Evan moved silently to stand between him and the door.

“Yes sir?” Percival said without waiting for Monk to speak, although his eyes flickered as he became aware of Evan’s change of position—and its meaning.

Monk had been holding the silk and the knife behind him. Now he brought them forward and held them up, the knife in his left hand, the peignoir hanging, the spattered blood dark and ugly. He watched Percival’s face minutely, every shade of expression. He saw surprise, a shadow of puzzlement as if it were confusing to him, but no blanching of new fear. In fact there was even a quick lift of hope, as if a moment of sun had shone through clouds. It was not the reaction he had expected from a guilty man. At that instant he believed Percival did not know where they had been found.

“Have you seen these before?” he said. The answer would be of little value to him, but he had to begin somewhere.

Percival was very pale, but more composed than when he came in. He thought he knew what the threat was now, and it disturbed him less than the unknown.

“Maybe. The knife looks like several in the kitchen. The silk could be any of those I’ve passed in the laundry.
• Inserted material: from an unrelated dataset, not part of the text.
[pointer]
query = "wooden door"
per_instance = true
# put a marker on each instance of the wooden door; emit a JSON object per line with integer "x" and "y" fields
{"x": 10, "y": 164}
But I certainly haven’t seen them like that. Is that what killed Mrs. Haslett?”

“It certainly looks like it, doesn’t it?”

“Yes sir.”

“Don’t you want to know where we found them?” Monk glanced past him to Evan and saw the doubt in his face also, an exact reflection of what he was feeling himself. If Percival knew they had found these things in his room, he was a superb actor and a man of self-control worthy of anyone’s admiration—and an incredible fool not to have found some way of disposing of them before now.